Big data, big techs e big brother.

Não há nada de novo sob o sol. Plataformas digitais fazem parte de nossas rotinas, e diariamente permitimos que nossos rastros digitais seja trocados por experiências que já não sabemos se conseguimos viver sem. Por outro lado, a aproximação dos governos com as gigantes da tecnologia colocam em cheque questões fundamentais sobre liberdade e controle. Até que ponto nossa submissão ao Big Brother seria uma realidade sustentável? O monopólio da informação estaria a serviço de um constante reajuste democrático das sociedades ou tudo figura apenas como a atualização da soberania dos interesses políticos e econômicos sob a humanidade?

Debates a parte, a história nos mostra que o bem geral, quando controlado e mediado por uma elite dominante, não nos oferece prognósticos de uma realidade mais livre e mais justa. Muito pelo contrário, no ritmo acelerado em que os algoritmos nos assistem, nos entendem e nos controlam, fica o desafio de saber como a humanidade despertará desse suposto sonho de um mundo ideal como uma resposta a equação de nossa existência.

Fabio De Almeida

Comentário ao artigo do Expresso “Somo todos Dados? Texto: David Samuels, WIRED. Fevereiro, 2019.
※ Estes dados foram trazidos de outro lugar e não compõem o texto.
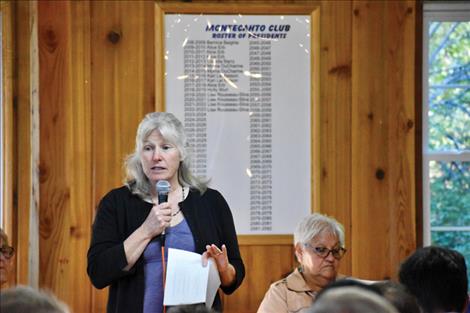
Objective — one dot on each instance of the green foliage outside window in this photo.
(449, 131)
A linguagem dos zeros e uns

O texto que se segue visa comentar o artigo “Todos somos dados”, da autoria de David Samuel, publicado no Semanário da Revista Expresso a 9 de Fevereiro de 2019.
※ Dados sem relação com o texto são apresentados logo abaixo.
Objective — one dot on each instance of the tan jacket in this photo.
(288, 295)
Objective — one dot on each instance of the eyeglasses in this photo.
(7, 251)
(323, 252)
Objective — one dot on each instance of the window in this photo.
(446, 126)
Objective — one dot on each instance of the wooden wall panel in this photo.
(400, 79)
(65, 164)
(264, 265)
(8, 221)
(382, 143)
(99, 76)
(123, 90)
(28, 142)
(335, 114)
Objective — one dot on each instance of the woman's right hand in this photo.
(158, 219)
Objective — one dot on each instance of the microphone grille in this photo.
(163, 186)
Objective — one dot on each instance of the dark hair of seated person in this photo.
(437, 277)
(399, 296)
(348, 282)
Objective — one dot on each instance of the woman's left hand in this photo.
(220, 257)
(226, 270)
Um mecanismo de inteligência artificial implementado na génese da organização de uma sociedade, que distinga perfeitamente o certo do errado e que omita da equação o erro do humano enviesado pela sua experiência pessoal faz querer que se instituiria num futuro utópico. Mas quando essa realidade é imposta aos cidadãos por parte do estado, como é o caso do relato com que se inicia o artigo, soa, por oposição, a uma realidade distópica.

Sendo que os aparelhos electrónicos que possuímos são cada vez mais omnipresentes, produzimos constantemente dados acerca das nossas vidas, ou por outra, os mais variados aspectos das nossas vidas são registados como 0 e 1 e capitalizados pelas empresas de big data. Se num futuro utópico os “monopólios de informação poderiam ser instrumentos poderosos para reajustar sociedades deformadas pelo racismo, o sexismo e a transfobia” [1], no presente distópico que, por enquanto, já se vive na República Popular da China esses monopólios conduzem o estado a classificar os actos dos seus cidadãos como “aprovadores” ou “desaprovadores”.

A partir do momento em que nos tornarmos indivíduos passíveis de serem reeducados à luz de uma imagem fabricada pelo estado então a democracia pode estar, de facto, em risco.